When you bill a client you add VAT at the rate that applies to the type of supply you’ve made. However you could be charging too much VAT. When you are merely passing on costs that are those of your customer you shouldn’t charge VAT. This is referred to as a disbursement. This often causes problems for businesses (and accountants!) in deciding what does and doesn’t count as a disbursement.
Why does it matter?
If a customer isn’t registered or is partly exempt, they are blocked from recovering all or some of the VAT charged. Meaning they wouldn’t be happy if you charged VAT when you shouldn’t.
It can also cause problems even if a customer is VAT registered as it can block them from reclaiming it. For example if your business was buying something VAT exempt for £1,000 but was charged VAT at 20%. You pay £1,200 which wouldn’t be a problem as you could reclaim this on your next return. However if HMRC were to pick up on this error they would make you repay the £200.
What counts as a disbursement?
A disbursement is something that you pay but was actually a supply to your customer.
An example of this would be if you was traveling with a customer. At the train station you pay for both fares to make things easier, with the understating you’ll pass the costs on in your bill.
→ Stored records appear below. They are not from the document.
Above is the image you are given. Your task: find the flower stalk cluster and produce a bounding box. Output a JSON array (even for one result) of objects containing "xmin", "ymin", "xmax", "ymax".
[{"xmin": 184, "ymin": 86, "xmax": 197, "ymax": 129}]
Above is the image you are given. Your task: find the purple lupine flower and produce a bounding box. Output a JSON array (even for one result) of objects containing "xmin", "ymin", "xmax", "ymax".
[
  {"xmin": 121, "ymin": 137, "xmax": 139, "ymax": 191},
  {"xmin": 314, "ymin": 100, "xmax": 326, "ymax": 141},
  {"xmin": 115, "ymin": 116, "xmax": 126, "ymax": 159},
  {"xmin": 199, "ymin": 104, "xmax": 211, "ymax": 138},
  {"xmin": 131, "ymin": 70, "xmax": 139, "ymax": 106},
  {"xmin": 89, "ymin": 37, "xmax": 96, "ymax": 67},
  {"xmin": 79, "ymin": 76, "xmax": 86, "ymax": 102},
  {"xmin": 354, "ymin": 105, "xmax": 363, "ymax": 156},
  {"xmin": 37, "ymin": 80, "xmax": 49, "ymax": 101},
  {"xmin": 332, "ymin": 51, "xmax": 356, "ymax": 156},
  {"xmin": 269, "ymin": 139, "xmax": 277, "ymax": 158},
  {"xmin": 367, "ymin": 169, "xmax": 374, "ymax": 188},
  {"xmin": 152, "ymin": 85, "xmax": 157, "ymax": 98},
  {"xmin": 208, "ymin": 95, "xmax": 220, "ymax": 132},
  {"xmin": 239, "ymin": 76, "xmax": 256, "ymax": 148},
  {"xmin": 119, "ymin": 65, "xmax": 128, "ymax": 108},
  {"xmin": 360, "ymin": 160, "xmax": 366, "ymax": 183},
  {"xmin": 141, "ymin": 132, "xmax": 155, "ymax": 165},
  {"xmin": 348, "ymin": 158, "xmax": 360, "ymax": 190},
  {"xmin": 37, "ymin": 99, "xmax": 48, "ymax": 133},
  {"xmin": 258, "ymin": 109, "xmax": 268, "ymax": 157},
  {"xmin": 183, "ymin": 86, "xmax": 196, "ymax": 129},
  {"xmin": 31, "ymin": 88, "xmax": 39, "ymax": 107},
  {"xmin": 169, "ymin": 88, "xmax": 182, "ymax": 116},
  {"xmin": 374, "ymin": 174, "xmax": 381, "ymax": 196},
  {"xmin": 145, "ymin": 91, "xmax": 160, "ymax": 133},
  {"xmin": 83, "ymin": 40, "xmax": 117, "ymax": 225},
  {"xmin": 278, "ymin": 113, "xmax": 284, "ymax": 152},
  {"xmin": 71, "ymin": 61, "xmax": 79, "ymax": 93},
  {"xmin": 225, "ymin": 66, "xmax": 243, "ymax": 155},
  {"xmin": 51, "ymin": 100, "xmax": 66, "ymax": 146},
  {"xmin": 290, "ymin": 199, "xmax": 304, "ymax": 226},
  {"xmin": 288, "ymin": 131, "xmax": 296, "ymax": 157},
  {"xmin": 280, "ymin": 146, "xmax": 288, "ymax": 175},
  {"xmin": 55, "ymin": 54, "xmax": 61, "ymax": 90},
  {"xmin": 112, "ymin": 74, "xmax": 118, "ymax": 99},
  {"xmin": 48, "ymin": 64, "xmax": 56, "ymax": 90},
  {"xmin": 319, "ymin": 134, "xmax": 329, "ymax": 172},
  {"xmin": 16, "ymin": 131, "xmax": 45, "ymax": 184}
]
His fare would be a disbursement but yours wouldn’t.
It’s often mistaken that travel and subsistence costs taken to visit a customer are a disbursement but in this case the client isn’t the consumer so the expense is not a disbursement.
Another case were a disbursement can be applied is a builder buying the materials for a job on behalf of the customer.
However there are conditions that must be met:
The customer must know that you were paying for something from another supplier and not you
They must have agreed to meet the cost
You must itemise the disbursements on your invoice
You pass on the cost and no more
The disbursements are additional to the supply you’re making to them.